Question

How do you evaluate ${}^7{C_2}$?

Answer 1

Hint: The formula used to find the number of different combinations of n distinct elements taken r at a time is $^n{C_r} = \dfrac{{n!}}{{r!(n - r)!}}$ . By substituting the values from the question in the expression, we can find the value of ${}^7{C_2}$.
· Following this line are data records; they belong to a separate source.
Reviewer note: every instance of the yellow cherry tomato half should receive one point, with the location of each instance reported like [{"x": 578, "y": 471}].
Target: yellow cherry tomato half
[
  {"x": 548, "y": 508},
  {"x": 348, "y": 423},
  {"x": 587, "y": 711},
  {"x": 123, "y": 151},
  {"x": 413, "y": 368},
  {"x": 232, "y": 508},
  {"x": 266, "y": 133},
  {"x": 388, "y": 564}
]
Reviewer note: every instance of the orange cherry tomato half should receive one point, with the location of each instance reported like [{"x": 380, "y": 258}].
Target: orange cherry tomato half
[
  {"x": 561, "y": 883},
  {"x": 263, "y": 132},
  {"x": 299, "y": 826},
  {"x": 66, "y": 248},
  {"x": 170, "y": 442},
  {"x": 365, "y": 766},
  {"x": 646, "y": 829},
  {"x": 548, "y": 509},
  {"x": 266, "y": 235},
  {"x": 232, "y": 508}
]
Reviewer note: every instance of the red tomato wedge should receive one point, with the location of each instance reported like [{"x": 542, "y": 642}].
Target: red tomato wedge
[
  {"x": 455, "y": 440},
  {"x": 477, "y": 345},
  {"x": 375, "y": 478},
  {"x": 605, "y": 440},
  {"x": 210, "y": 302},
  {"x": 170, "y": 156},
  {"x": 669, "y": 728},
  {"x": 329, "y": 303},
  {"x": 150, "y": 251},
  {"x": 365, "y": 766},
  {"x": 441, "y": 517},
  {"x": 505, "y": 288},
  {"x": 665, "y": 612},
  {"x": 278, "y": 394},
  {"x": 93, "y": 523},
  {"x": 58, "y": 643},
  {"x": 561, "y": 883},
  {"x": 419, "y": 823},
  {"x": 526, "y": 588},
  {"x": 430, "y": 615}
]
Complete Step by Step Solution:
We need to evaluate the given expression to find the possible combinations for choosing 2 elements from 7 distinct elements. We need to keep in mind that we need not consider the order in which these elements appear when chosen.
The formula we use to evaluate an expression of the form $^n{C_r}$ is
${ \Rightarrow ^n}{C_r} = \dfrac{{n!}}{{r!(n - r)!}}$
From the question, we have n=7 and r=2.
Substituting the values of n and r in the formula
$ \Rightarrow {}^7{C_2} = \dfrac{{7!}}{{2!(7 - 2)!}} = \dfrac{{7!}}{{2!(5)!}}$
We further simply the factorial notations,
7! Can be expressed as $7! = 7 \times 6 \times 5!$ . Therefore,
$ \Rightarrow {}^7{C_2} = \dfrac{{7 \times 6 \times 5!}}{{(2 \times 1)(5)!}}$
Cancelling common terms in the above expression, we get
$ \Rightarrow {}^7{C_2} = \dfrac{{7 \times 6}}{{2 \times 1}}$
Simplifying the expression further,
$ \Rightarrow {}^7{C_2} = \dfrac{{42}}{2} = 21$

Hence, the value of the expression ${}^7{C_2}$ is 21. This means that there are 21 combinations for choosing 2 elements from 7 distinct elements.

Note:
The factorial function which is represented by the symbol “!” simply means that we need to multiply a series of descending natural numbers. For example, $4! = 4 \times 3 \times 2 \times 1$. The value of 0! Is considered to be 1.